George Washington Papers

From George Washington to Isaac Heard, 2 May 1792

To Isaac Heard

Philadelphia May 2d 1792.

Sir,

Your letter of the 7th of December was put into my hands by Mr Thornton; and I must request you will accept my acknowledgments, as well for the polite manner in which you express your wishes for my happiness, as for the trouble you have taken in making genealogical collections relative to the family of Washington.

This is a subject to which I confess I have paid very little attention. My time has been so much occupied in the busy and active scenes of life from an early period of it that but a small portion of it could have been devoted to researches of this nature, even if my inclination or particular circumstances should have prompted the enquiry. I am therefore apprehensive that it will not be in my power (circumstanced as I am at present to furnish you with materials) to fill up the sketch which you have sent me, in so accurate a manner as you could wish. We have no Office of Record in this Country in which exact genealogical documents are preserved—and very few cases, I believe, occur where a recurrence to pedigree for any considerable distance back has been found necessary to establish such points as may frequently arise in older Countries.

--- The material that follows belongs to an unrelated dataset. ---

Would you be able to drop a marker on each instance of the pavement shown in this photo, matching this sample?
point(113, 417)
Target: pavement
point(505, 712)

On comparing the Tables which you sent with such documents as are in my possesion, and which I could readily obtain from another branch of the family with whom I am in the habits of corrispondence I find it to be just.1 I have often heard others of the family, older than myself, say that our ancestor who first settled in this Country came from some one of the Northern Counties of England, but whether from Lancashire, Yorkshire or one still more northerly I do not precisely remember.

The Arms enclosed in your letter are the same that are held by the family here—though I have also seen, and have used as you may perceive by the Seal to this Packet a flying Griffen for the Crest.

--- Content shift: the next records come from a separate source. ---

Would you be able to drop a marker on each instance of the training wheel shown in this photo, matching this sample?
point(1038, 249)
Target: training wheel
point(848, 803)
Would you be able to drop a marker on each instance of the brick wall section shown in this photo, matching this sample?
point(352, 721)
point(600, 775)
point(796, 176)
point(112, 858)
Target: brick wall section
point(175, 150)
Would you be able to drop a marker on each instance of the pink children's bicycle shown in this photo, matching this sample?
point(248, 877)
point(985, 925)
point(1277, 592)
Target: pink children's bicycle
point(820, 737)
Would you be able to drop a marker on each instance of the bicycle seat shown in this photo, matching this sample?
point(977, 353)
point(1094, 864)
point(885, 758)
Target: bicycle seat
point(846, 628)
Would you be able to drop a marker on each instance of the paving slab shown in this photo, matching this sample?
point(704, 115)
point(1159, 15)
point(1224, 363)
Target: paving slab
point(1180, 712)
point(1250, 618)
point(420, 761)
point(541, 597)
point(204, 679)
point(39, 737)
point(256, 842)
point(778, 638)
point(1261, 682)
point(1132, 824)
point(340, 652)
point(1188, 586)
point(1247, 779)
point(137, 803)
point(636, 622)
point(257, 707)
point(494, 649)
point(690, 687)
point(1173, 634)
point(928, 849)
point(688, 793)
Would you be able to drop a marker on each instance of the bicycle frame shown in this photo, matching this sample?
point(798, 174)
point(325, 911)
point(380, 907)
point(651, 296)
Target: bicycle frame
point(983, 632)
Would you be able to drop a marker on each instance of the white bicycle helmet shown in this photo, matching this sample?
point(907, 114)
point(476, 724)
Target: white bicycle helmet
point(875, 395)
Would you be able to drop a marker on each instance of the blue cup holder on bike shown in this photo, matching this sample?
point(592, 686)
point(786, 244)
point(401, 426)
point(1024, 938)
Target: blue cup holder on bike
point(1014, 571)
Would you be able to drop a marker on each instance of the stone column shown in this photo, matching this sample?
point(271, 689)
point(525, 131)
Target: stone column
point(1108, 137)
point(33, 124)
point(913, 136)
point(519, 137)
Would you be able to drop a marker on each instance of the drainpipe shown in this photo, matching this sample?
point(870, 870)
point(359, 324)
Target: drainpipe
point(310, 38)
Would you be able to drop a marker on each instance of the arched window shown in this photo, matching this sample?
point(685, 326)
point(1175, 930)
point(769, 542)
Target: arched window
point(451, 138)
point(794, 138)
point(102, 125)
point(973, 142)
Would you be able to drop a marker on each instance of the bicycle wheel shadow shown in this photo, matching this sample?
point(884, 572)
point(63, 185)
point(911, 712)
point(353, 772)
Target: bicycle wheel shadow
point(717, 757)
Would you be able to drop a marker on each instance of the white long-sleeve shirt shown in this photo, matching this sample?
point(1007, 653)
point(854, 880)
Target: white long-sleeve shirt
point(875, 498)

If you can derive any information from the enclosed lineage which will enable you to complete your Table, I shall be well pleased in having been the mean to assist you in those researches which you have had the politeness to undertake, and shall be glad to be informed of the result—and of the ancient pedigree of the family—some of whom I find intermixed with the Ferrers &ca.2

Lawrence Washington, from whose Will you enclosed an abstract was my Grand father—the other abstracts (which you sent) do not, I believe, relate to the family of Washington in Virginia; but of this I cannot speak positively. With due consideration—I am—Sir Your most Obedt Servt

Go: Washington

ALS, CSmH; ALS (letterpress copy), DLC:GW; LB, DLC:GW.

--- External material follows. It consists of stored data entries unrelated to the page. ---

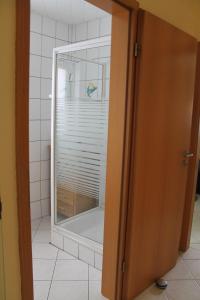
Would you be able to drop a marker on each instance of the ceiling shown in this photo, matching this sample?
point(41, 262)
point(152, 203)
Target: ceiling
point(68, 11)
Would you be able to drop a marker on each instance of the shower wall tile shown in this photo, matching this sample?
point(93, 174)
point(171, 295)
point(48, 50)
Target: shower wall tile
point(45, 150)
point(34, 171)
point(45, 207)
point(105, 26)
point(35, 65)
point(57, 240)
point(71, 246)
point(36, 212)
point(98, 261)
point(86, 254)
point(46, 85)
point(93, 29)
point(46, 69)
point(34, 131)
point(49, 27)
point(45, 169)
point(62, 31)
point(45, 34)
point(45, 109)
point(35, 191)
point(34, 149)
point(81, 32)
point(45, 189)
point(34, 88)
point(34, 109)
point(45, 130)
point(35, 43)
point(48, 44)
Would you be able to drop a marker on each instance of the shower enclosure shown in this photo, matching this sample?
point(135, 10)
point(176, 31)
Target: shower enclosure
point(80, 107)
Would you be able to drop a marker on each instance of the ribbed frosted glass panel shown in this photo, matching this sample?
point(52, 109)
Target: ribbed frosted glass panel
point(81, 125)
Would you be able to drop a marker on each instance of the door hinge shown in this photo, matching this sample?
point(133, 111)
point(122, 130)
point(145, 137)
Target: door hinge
point(123, 267)
point(1, 209)
point(137, 50)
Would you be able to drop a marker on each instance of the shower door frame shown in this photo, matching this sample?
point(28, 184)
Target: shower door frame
point(124, 14)
point(89, 44)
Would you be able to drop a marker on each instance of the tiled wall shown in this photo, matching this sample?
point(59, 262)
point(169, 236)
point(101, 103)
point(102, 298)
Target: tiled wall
point(46, 34)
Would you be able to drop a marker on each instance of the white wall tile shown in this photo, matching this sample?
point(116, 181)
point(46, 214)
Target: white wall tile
point(93, 29)
point(93, 53)
point(49, 27)
point(45, 150)
point(71, 247)
point(36, 22)
point(34, 88)
point(105, 26)
point(98, 261)
point(35, 65)
point(48, 44)
point(45, 130)
point(34, 171)
point(62, 31)
point(34, 150)
point(86, 255)
point(81, 32)
point(92, 71)
point(35, 43)
point(45, 109)
point(45, 169)
point(34, 109)
point(57, 239)
point(35, 210)
point(46, 88)
point(34, 131)
point(45, 207)
point(46, 70)
point(60, 43)
point(45, 189)
point(34, 191)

2Although Heard’s researches were slowed considerably by a serious eye infection which beset him until at least the summer of 1796, he sent further genealogical information about the Washington family in his letters to GW of 9 Aug. 1793 and 10 July 1796 (both DLC:GW). The Ferrers family that GW mentions is possibly the family that included the prominent sixteenth-century English poet and politician George Ferrers (c.1500–1579).